Hacker News new | comments | ask | show | jobs | submit login

Exponential back off is a good idea, but to make it even better you'll want to add some random jitter to the delay period. Especially in the case of deadlocks this helps avoid another deadlock when two things would have retried at exactly the same time.

Absolutely. I made some graphs of different kinds of jitter approaches at http://www.awsarchitectureblog.com/2015/03/backoff.html. Simply backing off with delay does very little to spread out spikes of work, and can lead to longer MTTRs if the cause of the issue was overload.

Would it be possible for the server to simply return a queue position to the contending clients? For instance, "There are 37 clients ahead of you. Try again in 37ms." (assuming each write is averaging 1ms)

I suspect if the client and server worked together in this fashion you could get much closer to the linear completion time seen with no backoff and also closer to linear work (since each client would try exactly twice in an ideal world where the server accurately predicted when it should try again).

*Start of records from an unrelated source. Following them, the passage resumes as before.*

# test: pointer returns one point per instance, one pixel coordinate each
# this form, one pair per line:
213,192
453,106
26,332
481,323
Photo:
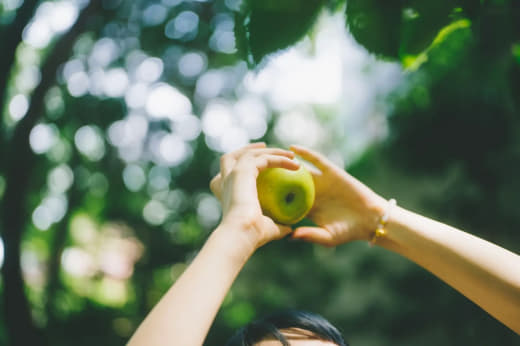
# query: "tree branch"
11,38
19,165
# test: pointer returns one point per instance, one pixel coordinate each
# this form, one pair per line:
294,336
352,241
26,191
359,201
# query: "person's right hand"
344,209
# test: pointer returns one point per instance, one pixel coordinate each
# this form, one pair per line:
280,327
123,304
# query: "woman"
344,210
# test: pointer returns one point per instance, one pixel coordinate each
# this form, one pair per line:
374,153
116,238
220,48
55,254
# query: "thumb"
316,235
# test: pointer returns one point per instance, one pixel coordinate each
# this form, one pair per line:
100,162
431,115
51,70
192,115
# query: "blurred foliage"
107,152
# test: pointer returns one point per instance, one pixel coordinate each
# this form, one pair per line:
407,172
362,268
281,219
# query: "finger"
282,231
275,161
237,153
316,235
216,185
273,151
313,157
227,161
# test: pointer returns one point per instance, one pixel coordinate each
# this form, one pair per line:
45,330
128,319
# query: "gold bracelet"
380,229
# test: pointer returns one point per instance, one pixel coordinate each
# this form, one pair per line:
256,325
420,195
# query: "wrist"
234,240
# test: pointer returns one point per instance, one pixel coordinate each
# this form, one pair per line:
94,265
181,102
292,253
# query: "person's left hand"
235,187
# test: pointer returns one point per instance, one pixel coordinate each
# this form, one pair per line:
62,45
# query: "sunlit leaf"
272,25
399,29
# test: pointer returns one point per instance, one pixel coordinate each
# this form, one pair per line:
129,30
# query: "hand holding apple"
344,209
236,188
286,196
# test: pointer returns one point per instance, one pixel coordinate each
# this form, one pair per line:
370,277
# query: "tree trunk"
19,164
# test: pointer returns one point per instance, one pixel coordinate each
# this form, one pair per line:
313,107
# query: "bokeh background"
115,112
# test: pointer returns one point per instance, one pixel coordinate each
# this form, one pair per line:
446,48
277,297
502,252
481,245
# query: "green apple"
286,196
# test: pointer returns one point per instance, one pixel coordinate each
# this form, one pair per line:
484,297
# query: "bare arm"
185,313
485,273
347,210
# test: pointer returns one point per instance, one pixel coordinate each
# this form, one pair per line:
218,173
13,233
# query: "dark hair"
271,325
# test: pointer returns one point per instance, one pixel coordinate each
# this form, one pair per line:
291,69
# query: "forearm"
185,313
485,273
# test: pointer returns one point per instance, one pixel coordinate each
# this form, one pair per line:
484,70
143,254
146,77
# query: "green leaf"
516,52
398,29
271,25
376,24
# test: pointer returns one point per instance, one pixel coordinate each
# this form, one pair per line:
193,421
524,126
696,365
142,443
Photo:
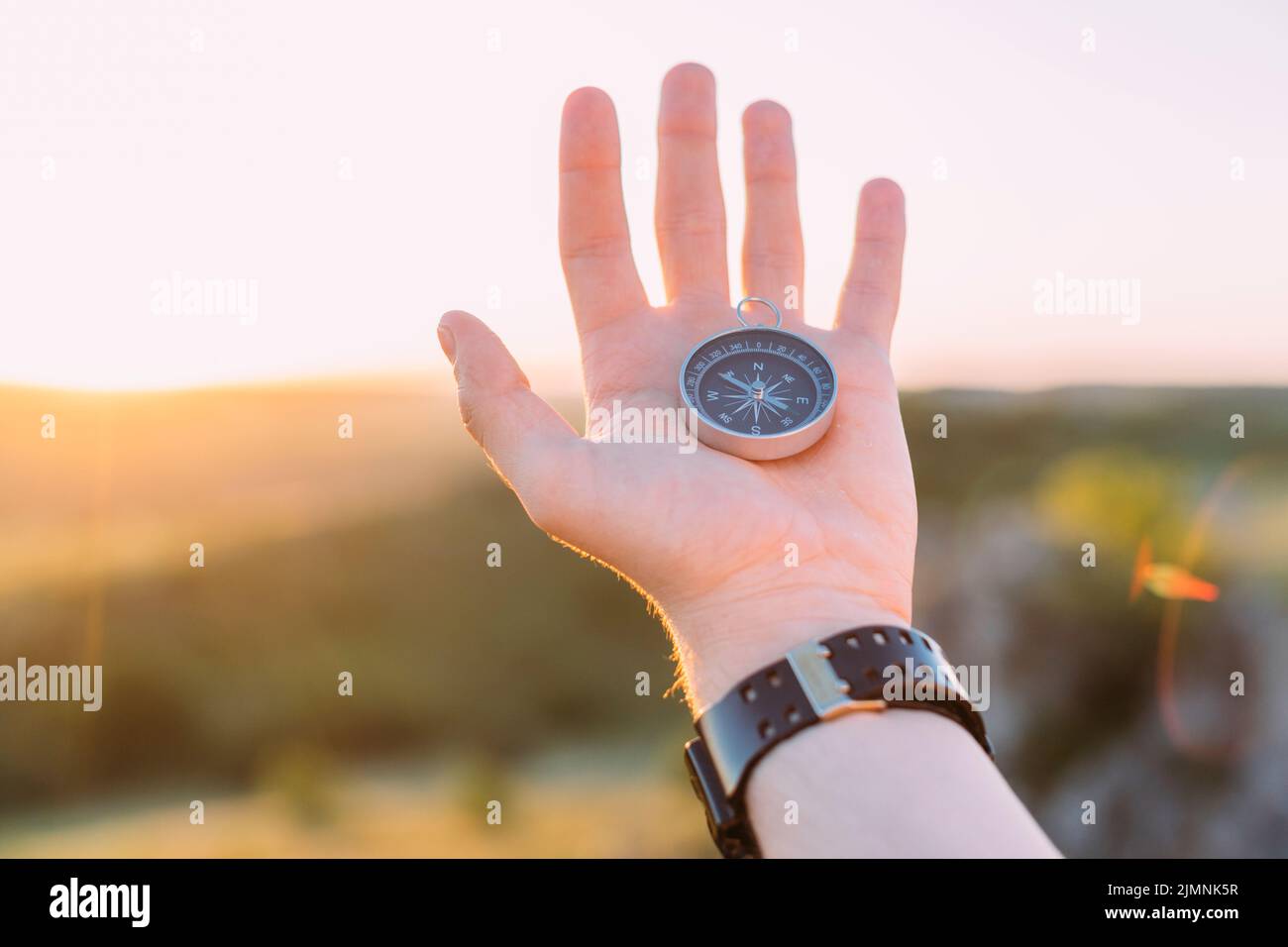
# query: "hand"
706,535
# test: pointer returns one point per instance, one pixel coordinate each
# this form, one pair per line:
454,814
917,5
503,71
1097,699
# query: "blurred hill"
369,556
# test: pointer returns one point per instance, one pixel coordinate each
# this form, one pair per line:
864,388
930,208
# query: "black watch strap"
820,680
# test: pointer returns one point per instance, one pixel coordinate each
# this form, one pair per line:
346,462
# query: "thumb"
519,432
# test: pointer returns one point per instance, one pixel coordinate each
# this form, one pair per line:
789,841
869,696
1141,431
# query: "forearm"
889,784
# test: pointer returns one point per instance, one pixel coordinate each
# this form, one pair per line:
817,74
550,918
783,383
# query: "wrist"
724,637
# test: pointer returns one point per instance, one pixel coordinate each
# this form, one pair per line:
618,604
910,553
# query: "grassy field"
369,556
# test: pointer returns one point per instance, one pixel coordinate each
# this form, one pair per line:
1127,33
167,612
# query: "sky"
197,193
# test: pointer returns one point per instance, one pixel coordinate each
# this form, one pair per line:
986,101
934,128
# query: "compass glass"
759,381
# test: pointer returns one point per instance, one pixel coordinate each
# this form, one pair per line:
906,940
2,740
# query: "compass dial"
759,382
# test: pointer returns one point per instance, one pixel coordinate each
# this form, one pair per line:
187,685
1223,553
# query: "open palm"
734,553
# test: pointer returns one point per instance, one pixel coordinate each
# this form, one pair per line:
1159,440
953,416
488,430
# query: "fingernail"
449,342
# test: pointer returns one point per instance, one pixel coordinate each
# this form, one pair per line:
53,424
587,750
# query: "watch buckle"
827,692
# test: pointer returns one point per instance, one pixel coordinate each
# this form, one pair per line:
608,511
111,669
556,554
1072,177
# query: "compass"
758,390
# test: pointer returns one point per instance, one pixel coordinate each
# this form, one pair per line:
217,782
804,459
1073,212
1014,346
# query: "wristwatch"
864,669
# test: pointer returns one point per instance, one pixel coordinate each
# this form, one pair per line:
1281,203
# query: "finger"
690,214
870,298
524,438
593,240
773,253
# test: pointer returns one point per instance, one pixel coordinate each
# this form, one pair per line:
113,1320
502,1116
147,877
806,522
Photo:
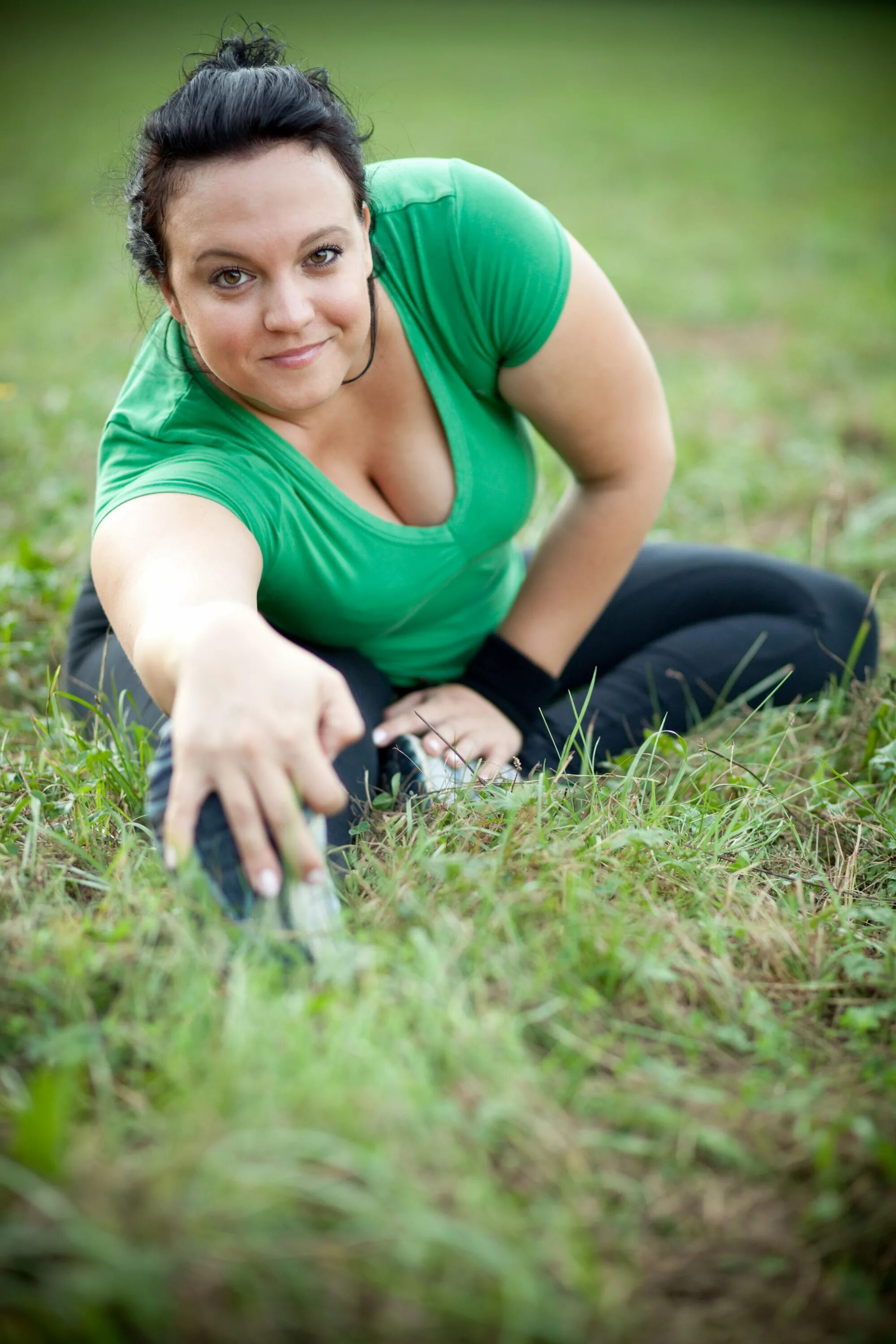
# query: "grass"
607,1058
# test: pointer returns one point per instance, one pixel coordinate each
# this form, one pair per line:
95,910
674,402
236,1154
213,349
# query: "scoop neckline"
432,375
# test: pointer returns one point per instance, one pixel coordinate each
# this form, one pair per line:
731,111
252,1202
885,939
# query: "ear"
366,225
168,295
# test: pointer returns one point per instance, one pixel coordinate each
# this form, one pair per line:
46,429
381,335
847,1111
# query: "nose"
288,304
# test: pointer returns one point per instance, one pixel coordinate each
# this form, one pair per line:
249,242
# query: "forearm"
167,636
585,556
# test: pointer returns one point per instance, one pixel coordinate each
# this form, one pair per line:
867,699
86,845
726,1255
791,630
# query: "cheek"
346,304
225,332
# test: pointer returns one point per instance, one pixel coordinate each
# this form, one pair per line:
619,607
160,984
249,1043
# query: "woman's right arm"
253,717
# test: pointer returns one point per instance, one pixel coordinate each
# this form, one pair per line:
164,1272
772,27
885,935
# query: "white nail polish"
268,883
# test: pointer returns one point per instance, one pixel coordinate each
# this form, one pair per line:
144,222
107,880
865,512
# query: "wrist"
167,643
512,682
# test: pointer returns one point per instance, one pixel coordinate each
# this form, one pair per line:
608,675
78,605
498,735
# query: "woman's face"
268,272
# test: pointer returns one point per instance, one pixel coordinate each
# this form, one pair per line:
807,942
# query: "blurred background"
731,167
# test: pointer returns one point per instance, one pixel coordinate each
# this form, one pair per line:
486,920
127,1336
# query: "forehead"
261,191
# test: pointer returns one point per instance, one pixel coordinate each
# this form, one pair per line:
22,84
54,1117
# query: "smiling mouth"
297,357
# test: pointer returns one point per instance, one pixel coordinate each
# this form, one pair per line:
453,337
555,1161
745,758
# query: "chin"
297,393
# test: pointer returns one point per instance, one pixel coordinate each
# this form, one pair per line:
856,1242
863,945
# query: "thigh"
97,670
672,586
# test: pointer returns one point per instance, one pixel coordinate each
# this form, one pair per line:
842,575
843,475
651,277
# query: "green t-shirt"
478,273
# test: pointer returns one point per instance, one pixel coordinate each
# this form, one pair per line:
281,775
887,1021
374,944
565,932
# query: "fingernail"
268,883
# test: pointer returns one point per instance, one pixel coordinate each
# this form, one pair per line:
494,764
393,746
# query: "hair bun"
248,50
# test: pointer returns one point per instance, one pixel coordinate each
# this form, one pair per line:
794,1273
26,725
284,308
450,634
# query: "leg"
97,666
694,627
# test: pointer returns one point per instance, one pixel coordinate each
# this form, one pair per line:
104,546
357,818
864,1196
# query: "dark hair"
236,101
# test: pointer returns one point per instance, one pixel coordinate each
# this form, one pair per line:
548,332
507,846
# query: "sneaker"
422,775
308,912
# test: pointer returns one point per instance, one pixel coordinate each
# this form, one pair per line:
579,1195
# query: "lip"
296,358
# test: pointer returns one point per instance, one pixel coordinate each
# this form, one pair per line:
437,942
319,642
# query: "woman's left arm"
594,393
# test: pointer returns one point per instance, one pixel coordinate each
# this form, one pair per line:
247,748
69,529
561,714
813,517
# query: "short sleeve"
228,479
516,258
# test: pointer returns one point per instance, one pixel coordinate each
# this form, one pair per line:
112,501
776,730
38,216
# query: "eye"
330,256
229,277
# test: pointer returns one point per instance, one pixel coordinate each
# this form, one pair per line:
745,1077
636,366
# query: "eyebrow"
238,256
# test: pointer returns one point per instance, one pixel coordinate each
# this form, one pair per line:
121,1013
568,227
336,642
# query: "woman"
310,486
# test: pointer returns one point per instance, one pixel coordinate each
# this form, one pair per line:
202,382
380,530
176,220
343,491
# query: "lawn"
601,1058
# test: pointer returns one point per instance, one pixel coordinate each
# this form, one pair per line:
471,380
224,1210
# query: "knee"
851,628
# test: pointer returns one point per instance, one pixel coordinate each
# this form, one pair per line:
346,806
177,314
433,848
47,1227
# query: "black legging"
689,628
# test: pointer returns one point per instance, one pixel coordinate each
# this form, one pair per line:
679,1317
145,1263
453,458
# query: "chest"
389,451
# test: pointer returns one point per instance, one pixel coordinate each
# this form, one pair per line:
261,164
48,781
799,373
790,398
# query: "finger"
186,796
491,765
462,752
404,703
284,815
316,780
342,721
260,861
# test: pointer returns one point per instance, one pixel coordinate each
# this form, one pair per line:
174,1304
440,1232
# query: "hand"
472,725
254,721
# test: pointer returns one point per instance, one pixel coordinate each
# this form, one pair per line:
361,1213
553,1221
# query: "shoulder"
400,183
158,382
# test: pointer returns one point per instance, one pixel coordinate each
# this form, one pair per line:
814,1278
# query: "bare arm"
595,396
253,717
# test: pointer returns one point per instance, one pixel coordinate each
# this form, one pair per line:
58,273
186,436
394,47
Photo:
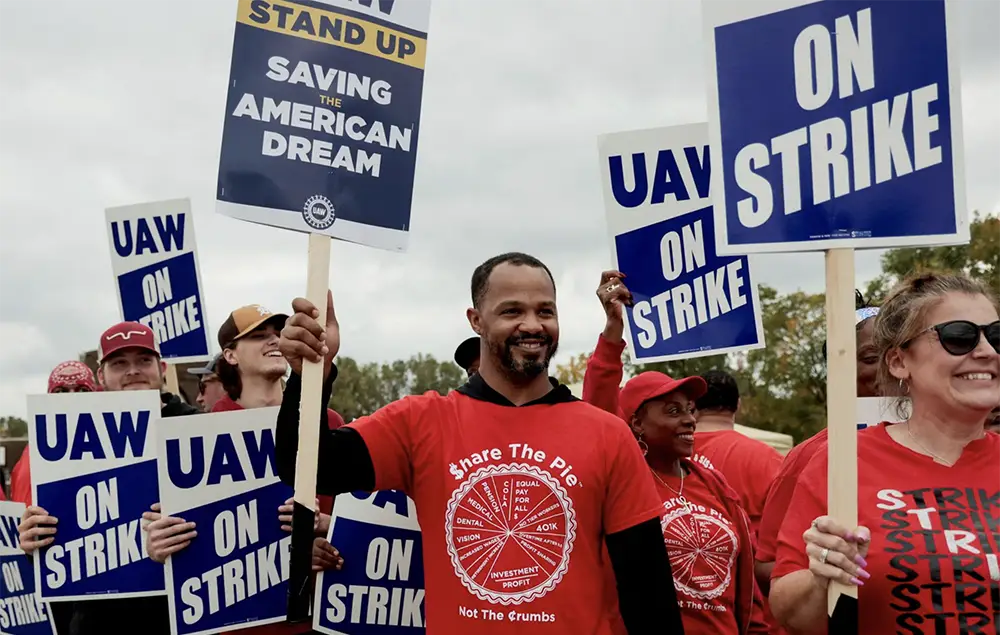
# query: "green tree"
784,384
13,427
979,259
362,389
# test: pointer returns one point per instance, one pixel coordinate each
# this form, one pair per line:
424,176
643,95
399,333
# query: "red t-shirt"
703,544
523,498
748,465
225,404
780,494
932,559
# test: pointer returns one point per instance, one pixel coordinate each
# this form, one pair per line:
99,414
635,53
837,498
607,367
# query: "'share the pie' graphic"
702,552
510,530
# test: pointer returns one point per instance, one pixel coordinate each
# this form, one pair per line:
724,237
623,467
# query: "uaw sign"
22,611
380,590
156,273
688,300
835,124
93,467
218,471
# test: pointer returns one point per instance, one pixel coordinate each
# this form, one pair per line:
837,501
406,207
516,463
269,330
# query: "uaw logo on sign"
510,531
318,212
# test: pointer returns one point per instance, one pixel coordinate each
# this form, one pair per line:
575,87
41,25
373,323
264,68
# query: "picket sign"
22,611
341,163
833,129
378,536
687,300
218,471
93,467
154,262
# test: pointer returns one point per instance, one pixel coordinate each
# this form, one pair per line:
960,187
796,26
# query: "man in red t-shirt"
748,464
518,485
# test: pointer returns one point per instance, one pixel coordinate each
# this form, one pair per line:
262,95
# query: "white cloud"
120,102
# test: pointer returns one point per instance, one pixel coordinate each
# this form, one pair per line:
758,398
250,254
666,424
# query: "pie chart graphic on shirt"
509,531
702,550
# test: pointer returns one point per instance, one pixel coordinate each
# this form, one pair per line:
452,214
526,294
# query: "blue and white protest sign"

Sorry. I accidentally down voted your comment when trying to up vote it on my phone! The article was very interesting.

I think most exponential backoff schemes I've looked at treat the 'backoff delay' as a range and do randrange(0, current_backoff) or similar which does what you say.

Truncated exponential (where you cap the upper limit of the retry delay to some maximum) is also often a good idea, to prevent a short service outage from spiking the retry timers to crazy numbers.

Doesn't exponential back-off mean that you select the time until retry uniformly at random from the interval [0, ..., 2^n-1] in the n-th round of failure, or something along those lines?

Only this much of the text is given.